[PATCH v3 2/7] clk: samsung: add infrastructure to register cpu clocks

Thomas Abraham ta.omasab at gmail.com
Thu Feb 13 02:58:19 EST 2014


Hi Tomasz,

Thanks for your detailed review.

On Wed, Feb 12, 2014 at 11:55 PM, Tomasz Figa <t.figa at samsung.com> wrote:
> Hi Thomas,
>
>
> On 07.02.2014 16:55, Thomas Abraham wrote:
>>
>> From: Thomas Abraham <thomas.ab at samsung.com>
>>
>> The CPU clock provider supplies the clock to the CPU clock domain. The
>> composition and organization of the CPU clock provider could vary among
>> Exynos SoCs. A CPU clock provider can be composed of clock mux, dividers
>> and gates. This patch defines a new clock type for CPU clock provider and
>> adds infrastructure to register the CPU clock providers for Samsung
>> platforms.
>>
>> In addition to this, the arm cpu clock provider for Exynos4210 and
>> compatible SoCs is instantiated using the new cpu clock type. The clock
>> configuration data for this clock is obtained from device tree. This
>> implementation is reusable for Exynos4x12 and Exynos5250 SoCs as well.
>>
>> Signed-off-by: Thomas Abraham <thomas.ab at samsung.com>
>> ---
>>   drivers/clk/samsung/Makefile  |    2 +-
>>   drivers/clk/samsung/clk-cpu.c |  409
>> +++++++++++++++++++++++++++++++++++++++++
>>   drivers/clk/samsung/clk.h     |    5 +
>>   3 files changed, 415 insertions(+), 1 deletion(-)
>>   create mode 100644 drivers/clk/samsung/clk-cpu.c
>
>
> [snip]
>
>
>> diff --git a/drivers/clk/samsung/clk-cpu.c b/drivers/clk/samsung/clk-cpu.c
>> new file mode 100644
>> index 0000000..673f620
>> --- /dev/null
>> +++ b/drivers/clk/samsung/clk-cpu.c
>> @@ -0,0 +1,409 @@
>
>
> [snip]
>
>
>> +#define SRC_CPU                        0x0
>> +#define STAT_CPU               0x200
>> +#define DIV_CPU0               0x300
>> +#define DIV_CPU1               0x304
>> +#define DIV_STAT_CPU0          0x400
>> +#define DIV_STAT_CPU1          0x404
>> +
>> +#define MAX_DIV                        8
>> +
>> +#define EXYNOS4210_ARM_DIV1(base) ((readl(base + DIV_CPU0) & 0xf) + 1)
>> +#define EXYNOS4210_ARM_DIV2(base) (((readl(base + DIV_CPU0) >> 28) & 0xf)
>> + 1)
>
>
> Those are 3-bit dividers, so the mask should be rather 0x7, shouldn't it?

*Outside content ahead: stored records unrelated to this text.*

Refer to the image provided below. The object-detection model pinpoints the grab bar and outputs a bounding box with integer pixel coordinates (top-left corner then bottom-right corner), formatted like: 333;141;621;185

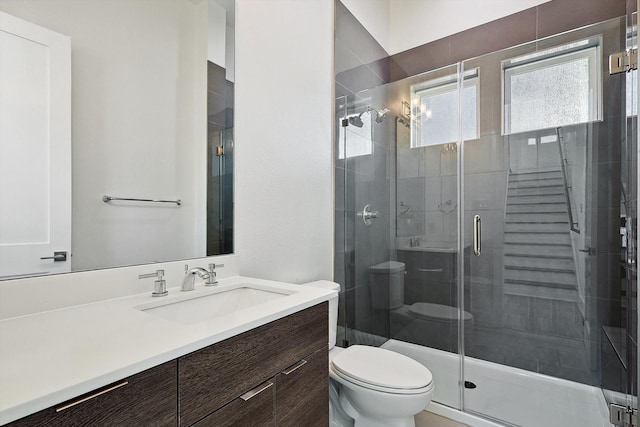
102;195;182;206
473;215;482;256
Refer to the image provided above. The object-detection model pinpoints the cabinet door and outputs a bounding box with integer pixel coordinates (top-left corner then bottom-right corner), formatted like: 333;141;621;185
178;302;329;426
193;381;276;427
8;360;178;427
276;347;329;427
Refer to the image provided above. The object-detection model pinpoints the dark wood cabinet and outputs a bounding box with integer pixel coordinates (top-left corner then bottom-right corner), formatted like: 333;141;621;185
194;381;276;427
9;302;329;427
8;360;178;427
275;347;329;427
178;302;328;426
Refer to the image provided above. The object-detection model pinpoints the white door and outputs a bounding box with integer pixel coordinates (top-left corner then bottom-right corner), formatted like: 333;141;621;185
0;12;71;279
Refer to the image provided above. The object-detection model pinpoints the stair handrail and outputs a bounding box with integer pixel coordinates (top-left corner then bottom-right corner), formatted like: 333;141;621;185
556;127;580;234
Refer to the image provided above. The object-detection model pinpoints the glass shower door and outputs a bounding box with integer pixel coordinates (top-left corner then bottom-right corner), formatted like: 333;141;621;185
458;18;635;427
336;88;392;346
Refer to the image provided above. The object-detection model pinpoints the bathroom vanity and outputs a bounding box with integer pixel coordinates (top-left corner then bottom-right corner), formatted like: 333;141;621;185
0;278;333;427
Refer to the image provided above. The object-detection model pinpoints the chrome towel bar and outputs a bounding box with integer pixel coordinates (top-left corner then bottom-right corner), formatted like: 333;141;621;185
102;196;182;206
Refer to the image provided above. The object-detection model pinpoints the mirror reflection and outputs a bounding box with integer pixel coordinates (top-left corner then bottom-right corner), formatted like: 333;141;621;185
0;0;234;280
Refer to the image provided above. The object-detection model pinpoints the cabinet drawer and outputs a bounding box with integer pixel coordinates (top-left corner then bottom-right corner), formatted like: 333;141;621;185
178;302;328;426
194;381;276;427
276;346;329;427
8;360;178;427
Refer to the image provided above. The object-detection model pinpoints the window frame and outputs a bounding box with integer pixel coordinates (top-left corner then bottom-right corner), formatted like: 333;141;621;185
409;68;480;149
501;36;603;136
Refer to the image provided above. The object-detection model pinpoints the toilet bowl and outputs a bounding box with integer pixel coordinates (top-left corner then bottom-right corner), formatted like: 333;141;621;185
307;281;433;427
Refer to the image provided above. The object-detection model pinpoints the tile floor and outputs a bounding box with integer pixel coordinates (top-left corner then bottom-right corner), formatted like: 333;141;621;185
415;411;469;427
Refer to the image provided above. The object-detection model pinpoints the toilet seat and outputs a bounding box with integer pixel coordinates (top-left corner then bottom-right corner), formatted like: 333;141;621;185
330;345;433;394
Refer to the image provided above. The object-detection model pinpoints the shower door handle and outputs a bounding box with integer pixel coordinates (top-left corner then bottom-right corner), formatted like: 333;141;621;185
473;215;482;256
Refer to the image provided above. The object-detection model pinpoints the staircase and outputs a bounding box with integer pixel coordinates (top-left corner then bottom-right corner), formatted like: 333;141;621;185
504;170;578;302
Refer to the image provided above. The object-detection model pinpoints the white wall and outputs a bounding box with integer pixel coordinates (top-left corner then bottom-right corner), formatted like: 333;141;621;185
235;0;334;283
340;0;393;54
207;0;227;68
387;0;549;55
0;0;207;270
342;0;550;55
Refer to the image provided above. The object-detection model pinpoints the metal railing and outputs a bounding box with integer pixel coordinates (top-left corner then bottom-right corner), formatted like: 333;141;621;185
556;127;580;234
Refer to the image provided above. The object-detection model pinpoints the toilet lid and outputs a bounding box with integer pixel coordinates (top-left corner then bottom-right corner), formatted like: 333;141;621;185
409;302;473;322
331;345;433;390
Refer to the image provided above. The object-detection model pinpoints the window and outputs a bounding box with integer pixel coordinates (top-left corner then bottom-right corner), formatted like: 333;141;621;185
502;37;602;135
411;69;478;148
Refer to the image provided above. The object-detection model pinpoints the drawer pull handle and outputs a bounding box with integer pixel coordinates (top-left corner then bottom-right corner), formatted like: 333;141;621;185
282;359;307;375
418;268;442;273
240;381;273;402
56;381;129;412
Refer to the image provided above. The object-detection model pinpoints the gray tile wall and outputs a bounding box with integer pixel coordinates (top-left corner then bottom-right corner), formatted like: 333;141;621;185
335;0;637;390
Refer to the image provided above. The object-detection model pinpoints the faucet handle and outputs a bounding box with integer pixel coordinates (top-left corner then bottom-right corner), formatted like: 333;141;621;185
138;270;169;297
204;263;224;286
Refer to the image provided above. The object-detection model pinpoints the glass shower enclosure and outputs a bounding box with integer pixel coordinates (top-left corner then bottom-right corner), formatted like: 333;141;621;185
336;10;637;427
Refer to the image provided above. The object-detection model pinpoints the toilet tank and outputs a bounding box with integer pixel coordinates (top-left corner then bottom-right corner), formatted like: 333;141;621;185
369;261;405;310
301;280;340;350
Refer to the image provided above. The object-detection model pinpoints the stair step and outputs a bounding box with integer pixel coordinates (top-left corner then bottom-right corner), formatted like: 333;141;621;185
506;212;569;225
504;268;577;288
504;231;571;246
504;253;575;272
507;194;567;206
503;281;578;302
507;203;567;214
504;248;573;263
508;178;564;190
509;185;564;197
504;221;569;233
504;242;573;259
504;261;575;275
504;276;577;289
509;169;562;181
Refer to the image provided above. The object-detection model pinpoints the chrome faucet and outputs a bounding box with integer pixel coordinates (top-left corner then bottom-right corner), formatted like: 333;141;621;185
204;263;224;286
180;265;209;291
138;270;169;297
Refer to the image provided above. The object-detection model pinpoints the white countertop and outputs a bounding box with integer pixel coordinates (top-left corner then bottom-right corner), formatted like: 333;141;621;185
0;276;336;425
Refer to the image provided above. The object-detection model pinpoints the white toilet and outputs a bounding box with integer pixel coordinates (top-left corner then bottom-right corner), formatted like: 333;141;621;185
307;281;433;427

Yes, that is correct. I will fix this.

>
> Btw. Somehow I feel like this kind of macros is simply obfuscating code
> without any real benefits. Could you rewrite them to simply take the value
> of DIV_CPU0 register, without hiding readl behind the scenes?

Okay. I will change this.

>
>
>> +
>> +#define EXYNOS4210_DIV_CPU0(d5, d4, d3, d2, d1, d0)                    \
>> +               ((d5 << 24) | (d4 << 20) | (d3 << 16) | (d2 << 12) |    \
>> +                (d1 << 8) | (d0 <<  4))
>> +#define EXYNOS4210_DIV_CPU1(d2, d1, d0)
>> \
>> +               ((d2 << 8) | (d1 << 4) | (d0 << 0))
>> +
>> +#define EXYNOS4210_DIV1_HPM_MASK       ((0x7 << 0) | (0x7 << 4))
>> +#define EXYNOS4210_MUX_HPM_MASK                (1 << 20)
>
>
> [snip]
>
>
>> +/* common round rate callback useable for all types of cpu clocks */
>> +static long samsung_cpuclk_round_rate(struct clk_hw *hw,
>> +                       unsigned long drate, unsigned long *prate)
>> +{
>> +       struct clk *parent = __clk_get_parent(hw->clk);
>> +       unsigned long max_prate = __clk_round_rate(parent, UINT_MAX);
>> +       unsigned long t_prate, best_div = 1;
>> +       unsigned long delta, min_delta = UINT_MAX;
>> +
>> +       do {
>> +               t_prate = __clk_round_rate(parent, drate * best_div);
>> +               delta = drate - (t_prate / best_div);
>> +               if (delta < min_delta) {
>> +                       *prate = t_prate;
>> +                       min_delta = delta;
>> +               }
>> +               if (!delta)
>> +                       break;
>> +               best_div++;
>> +       } while ((drate * best_div) < max_prate && best_div <= MAX_DIV);
>> +
>> +       return t_prate / best_div;
>> +}
>
>
> I think there is something wrong with the code above. You increment best_div
> in every iteration of the loop and use it to calculate the final best
> frequency. Shouldn't best_div be the divisor which was found to give the
> least delta and so the loop should rather iterate on a different variable
> and store best_div only if (delta < min_delta) condition is true?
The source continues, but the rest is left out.